Carrie carrega uma imaturidade em sua crueza, que seduz o leitor e nos encanta de uma maneira macabra. O primeiro livro do autor possui pouco mais de 200 páginas em seu conteúdo, mas consegue nos imergir com maestria em uma crescente tensão que consome todos nossos sentidos. A escrita de King, embora menos lapidada e pontual como chegaria a ser, já demostra seu poder avassalador, trazendo um enredo poderoso e inovador que mudaria de vez a maneira de se contar uma verdadeira história de horror.

Construído entre recortes de jornais, depoimentos, cartas e citações de livros que estudam o caso, a obra deixa claro desde o início que algo bizarro aconteceu, utilizando esse conceito para destrinchar o suspense presente na história. O texto então levanta seus alicerces sobre uma narrativa em terceira pessoa, trocando seu ponto de vista para analisar os sentimentos confusos e cruéis de seus personagens. Cada ato é milimetricamente pensado para aumentar a tensão ali presente, trazendo uma inquietude exemplar que nos acompanha do início ao fim da jornada.

King consegue exemplificar as ramificações profundas que os traumas sofridos podem trazer a uma figura reprimida socialmente, tocando assim em temas complexos que trazem novas camadas para cada um de seus personagens. A violência psicológica e os atos de crueldade trazem um amargo profundo, nos deixando aflitos enquanto esperamos pelo pior.

O autor consegue explorar o lado mais humano de seus personagens, trazendo suas falhas e incertezas o que torna tudo ainda mais presente em nossa realidade. Os elementos negativos e positivos de cada persona se acentuam, quebrando os estereótipos conhecidos e acrescentando dualidades a cada nova vertente. Como é o caso de Sue Snell, a boa garota que tem seu destino premeditado, mas que faz parte da turba que ataca e massacra Carrie em um de seus momentos mais sensíveis. Os próprios atos posteriores são colocados em questionamento pela personagem, que não sabe se faz aquilo por um arrependimento genuíno ou apenas para limpar sua mente daquilo que a atormenta.

Seu namorado, o musculoso e idolatrado jogador de futebol americano conhecido como Tommy Ross, poderia surgir como uma figura detestável, mas se mostra como alguém empático que, por um momento, entende parte da dor que acompanha a protagonista, fazendo com que aquele evento se torne especial.
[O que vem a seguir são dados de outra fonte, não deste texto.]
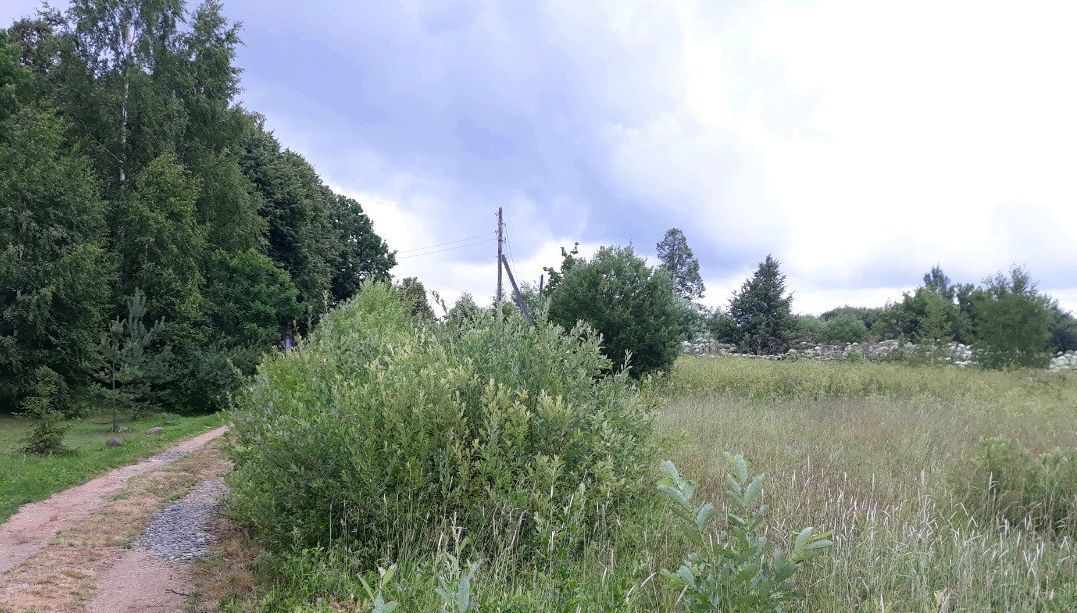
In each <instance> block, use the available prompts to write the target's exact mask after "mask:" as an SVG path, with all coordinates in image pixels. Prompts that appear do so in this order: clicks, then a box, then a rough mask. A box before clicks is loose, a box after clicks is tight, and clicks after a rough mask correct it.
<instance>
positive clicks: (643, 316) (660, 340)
mask: <svg viewBox="0 0 1077 613" xmlns="http://www.w3.org/2000/svg"><path fill="white" fill-rule="evenodd" d="M549 318H550V320H551V321H554V322H556V323H560V324H561V325H563V326H564V328H565V329H570V328H573V326H575V325H576V323H577V322H579V321H583V322H585V323H587V324H588V325H590V326H591V328H592V329H595V330H596V331H597V332H599V333H601V334H602V344H603V346H604V348H605V354H606V356H607V357H609V358H610V359H611V360H612V361H613V363H614V364H615V365H620V364H623V363H625V361H626V359H628V360H629V367H630V370H631V371H630V372H631V373H632V375H634V376H642V375H645V374H647V373H652V372H655V371H668V370H669V368H670V366H672V365H673V361H674V360H675V359H676V356H677V352H679V350H680V346H681V338H682V328H681V322H682V311H681V310H680V309H679V308H677V304H676V302H675V299H674V294H673V284H672V281H671V280H670V277H669V275H667V274H666V273H665V271H661V270H658V271H656V270H653V269H652V268H651V267H649V266H647V264H646V262H644V260H643V259H642V257H640V256H638V255H637V254H635V253H634V252H633V251H632V248H631V247H603V248H601V249H599V252H598V253H596V254H595V257H592V259H591V260H590V261H587V262H576V263H574V264H573V265H572V267H571V268H569V269H568V270H567V271H565V273H564V277H563V279H561V280H560V282H559V283H558V284H557V289H556V290H555V291H554V292H553V294H551V295H550V299H549Z"/></svg>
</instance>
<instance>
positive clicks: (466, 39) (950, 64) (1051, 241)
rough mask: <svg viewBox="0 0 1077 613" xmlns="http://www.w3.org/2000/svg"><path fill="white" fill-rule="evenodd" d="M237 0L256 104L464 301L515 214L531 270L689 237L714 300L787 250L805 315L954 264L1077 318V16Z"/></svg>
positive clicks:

Ou até mesmo Srta. Desjardin que, ao mesmo tempo que tenta ajudar a garota, é tomada por uma repulsa avassaladora.

Mas alguns personagens entram nos conceitos preestabelecidos, como é o caso de Chris Hargensen e Billy Nolan que são personificação da hostilidade adolescente. Chris é a típica adolescente mimada e egoísta, que quer destruir todos que ousem se colocar em seu caminho, enquanto Billy é um bad boy sem futuro que acata as ordens de sua companheira… Enquanto lhe for conveniente. Quando a brincadeira passa dos limites, Billy toma as rédeas da situação, mostrando seu lado mais nefasto e doentio enquanto desperta a sociopatia adormecida por seu puro descaso.

Margaret White parte do extremo lunático que o autor adora colocar em suas obras, demostrando o quão problemático pode ser um fanático religioso. Recatada, disciplinadora e extremamente rigorosa em suas convicções, a matriarca constrói um lar repressor e agressivo, se colocando acima do bem e do mal a ponto de esconder processos naturais de sua própria filha.

Carrie, por sua vez, sofre um momento de ruptura, passando da garota que aceita qualquer humilhação que lhe é imposta para uma verdadeira força da natureza. Durante todo o tempo que a esperança lhe foi tirada, Carrie aceitou seu destino, passando a ter um pouco de controle ao descobrir seus poderes e aos poucos domina-los, mas, quando seu momento mais feliz é arruinado de uma maneira emblemática a vítima se torna agressora, impregnando todos ao seu redor com o caos que a consome, em uma das cenas mais emblemáticas da literatura de terror.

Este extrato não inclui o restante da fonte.